Unlike np.std(), the function np.cov() already uses ddof=1 by default, giving the sample covariance. If you specifically need the population covariance, pass ddof=0 explicitly: np.cov(X, Y, ddof=0).


Section 06

Covariance vs Correlation — Comparison

Covariance and correlation are closely related. Correlation is simply the standardised version of covariance — you divide by the standard deviations of both variables to remove the effect of units.

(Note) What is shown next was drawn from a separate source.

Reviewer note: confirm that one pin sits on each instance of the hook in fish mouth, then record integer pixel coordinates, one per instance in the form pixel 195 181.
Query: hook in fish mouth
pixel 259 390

Property Covariance Correlation
Range (−∞, +∞) [−1, +1]
Unit-dependent? Yes No
Interpretable magnitude? Hard Easy
Detects direction Yes Yes
Used in PCA? Yes Sometimes
Formula Σ(xᵢ−x̄)(yᵢ−ȳ) / (n−1) Cov(X,Y) / (σₓ · σᵧ)
Symmetric? Yes Yes
📐
The Relationship Formula

r(X,Y) = Cov(X,Y) / (σₓ × σᵧ)
Pearson's correlation r is covariance divided by the product of both standard deviations. This scales the value to [−1, +1] regardless of the original units.


Section 07

Golden Rules

🎯 Covariance — Key Rules
1
Sign tells direction, not magnitude. Positive = variables move together; negative = they move oppositely. The raw number says nothing about how strongly they are related.
2
Always use ddof=1 for sample data. np.cov() does this by default, but be explicit if you are computing manually or using other libraries to avoid the population-formula mistake.
3
Covariance is unit-dependent. If you change hours to minutes, your covariance value changes 60×. Never compare covariances across different datasets or unit systems — use correlation instead.
4
Zero covariance ≠ no relationship. Two variables can have a perfect curved relationship (e.g. Y = X²) and still show zero covariance. Covariance only captures linear association.
5
Covariance is symmetric. Cov(X, Y) = Cov(Y, X) always. The order of the variables does not matter.
6
Correlation ≠ causation. A strong covariance (or correlation) between two variables never proves that one causes the other. Always look for confounding variables, like the hot weather driving both ice cream sales and drowning rates.